If needed this information could even be spread across different sub-topics, giving the possibility to every node to fine grain the information it's interested in.

2017-06-20 meeting

  • Presentation:
    My goal will be to build a pub/sub communication system over IPFS, a peer-to-peer hypermedia protocol. The solution I would like to propose would be inline with what is the IPFS philosophy to have a decoupled structure of small components that allow developers and users to use what’s best fit for their specific needs, like opting between reliability vs speed, or favouring routing over a structured network or not.
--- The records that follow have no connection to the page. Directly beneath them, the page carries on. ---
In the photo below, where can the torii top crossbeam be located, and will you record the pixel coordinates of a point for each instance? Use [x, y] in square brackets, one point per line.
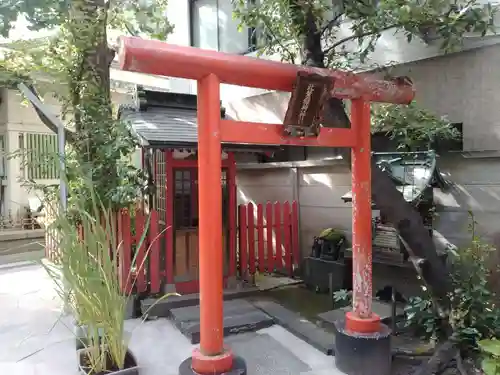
[159, 58]
[210, 69]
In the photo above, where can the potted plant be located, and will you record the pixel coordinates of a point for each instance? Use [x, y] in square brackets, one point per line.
[87, 279]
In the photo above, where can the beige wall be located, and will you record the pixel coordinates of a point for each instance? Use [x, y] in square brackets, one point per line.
[463, 87]
[319, 189]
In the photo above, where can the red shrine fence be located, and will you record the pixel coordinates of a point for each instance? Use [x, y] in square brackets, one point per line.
[267, 241]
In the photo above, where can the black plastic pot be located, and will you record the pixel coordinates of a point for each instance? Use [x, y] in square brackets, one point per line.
[325, 276]
[130, 368]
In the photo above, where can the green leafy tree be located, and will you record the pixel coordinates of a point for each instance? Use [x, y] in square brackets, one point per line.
[73, 65]
[411, 127]
[313, 33]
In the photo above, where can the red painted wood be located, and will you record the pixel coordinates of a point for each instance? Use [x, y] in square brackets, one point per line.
[192, 286]
[231, 180]
[260, 238]
[165, 59]
[272, 134]
[361, 212]
[154, 253]
[183, 163]
[251, 238]
[295, 234]
[269, 237]
[140, 258]
[287, 241]
[277, 234]
[169, 229]
[243, 257]
[125, 255]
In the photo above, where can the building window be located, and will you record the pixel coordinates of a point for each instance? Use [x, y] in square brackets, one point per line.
[213, 27]
[40, 155]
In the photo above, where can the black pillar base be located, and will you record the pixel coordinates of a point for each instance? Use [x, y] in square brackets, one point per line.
[239, 368]
[363, 354]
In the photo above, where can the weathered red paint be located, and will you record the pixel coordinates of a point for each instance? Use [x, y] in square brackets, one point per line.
[210, 229]
[295, 235]
[154, 252]
[231, 181]
[280, 247]
[278, 252]
[287, 242]
[272, 134]
[361, 212]
[269, 237]
[251, 238]
[260, 238]
[243, 258]
[169, 219]
[212, 68]
[140, 228]
[159, 58]
[125, 258]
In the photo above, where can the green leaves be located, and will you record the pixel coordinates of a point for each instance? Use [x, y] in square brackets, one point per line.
[474, 314]
[282, 29]
[491, 352]
[411, 126]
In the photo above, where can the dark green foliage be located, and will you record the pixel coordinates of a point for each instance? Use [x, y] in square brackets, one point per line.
[474, 315]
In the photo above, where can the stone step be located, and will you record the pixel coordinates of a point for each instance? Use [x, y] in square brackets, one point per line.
[382, 309]
[299, 326]
[239, 316]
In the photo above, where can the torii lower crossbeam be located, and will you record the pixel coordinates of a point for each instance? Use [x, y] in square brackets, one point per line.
[210, 69]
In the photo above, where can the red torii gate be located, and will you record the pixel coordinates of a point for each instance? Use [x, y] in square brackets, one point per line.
[210, 69]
By the end I would like to have a lip2p specification that could be integrated into IPFS core.

  • Related work:
    So far I've been covering:
    IPFS structure and its whitepaper
    XL peer-to-peer pub/sub systems (quite large haven't finished) from where I've extracted:
    Megdhoot a topic based pub sub system over an unstructured network
    Sub-2-Sub a content based pub sub system over DHT’s

  • What I've been up to:
    Looking at IPFS current implementation and testing it. I would like to test some stuff over the current setup (like tracking the num of messages between peers) and my aim would be to have some small tests that could allow me to see how the network behaves.

  • Questions:
    Diving into the current pubsub (aka floodsub) implementation. Seems to be a simple flood alg as the name states, each node emits the message to self if interested and forwards to all peers in his list(?) (not sure what's the structure used here). The messages have some sort of id which prevents the node to forward previously seen messages (each node only forwards once). How does this lib relate with ipfs and how does ipfs use it?
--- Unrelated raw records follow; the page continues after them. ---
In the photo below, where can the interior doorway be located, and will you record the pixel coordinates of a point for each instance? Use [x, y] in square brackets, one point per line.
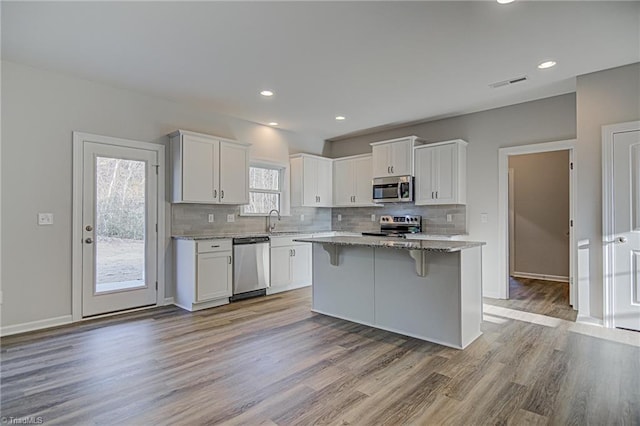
[533, 251]
[539, 230]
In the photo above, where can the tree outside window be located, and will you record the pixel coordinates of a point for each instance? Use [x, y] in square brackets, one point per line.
[265, 190]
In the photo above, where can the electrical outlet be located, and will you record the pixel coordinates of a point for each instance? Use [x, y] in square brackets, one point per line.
[45, 218]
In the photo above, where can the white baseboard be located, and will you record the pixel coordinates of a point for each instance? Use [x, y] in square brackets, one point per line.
[280, 289]
[557, 278]
[35, 325]
[491, 295]
[589, 320]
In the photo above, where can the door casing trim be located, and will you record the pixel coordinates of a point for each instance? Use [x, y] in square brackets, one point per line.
[503, 209]
[608, 133]
[76, 231]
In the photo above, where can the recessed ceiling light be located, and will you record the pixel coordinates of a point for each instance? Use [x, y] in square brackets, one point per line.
[546, 64]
Looking into the ipfs paper for some clarity on blocks vs files, are they the same?

September 29

Still focused on reading. Relevant literature - "TERA: Topic-based Event Routing for peer-to-peer Architectures" (one of the solutions covered in XL pubsub). Next efforts will be put into more recent literature and the creation of hack project around integrating IPFS pubsub in a multiplayer web based game.

Package managers over IPFS

What would be the main benefits of having package managers over IPFS? A truly distributed package manager, no need for complex infrastructures to deal with a centralized source which can easily become a bottleneck. There are already some implementations like gx which might be a good starting point to look at but probably lacks in terms of having a well defined and established package manager to compare it to (unlike Node and NPM for example, or dpkg and debian). By the end, one of the main goals here would be to compare any possible implementation(s) over IPFS with a real live one in terms of resilience, performance, correctness, etc.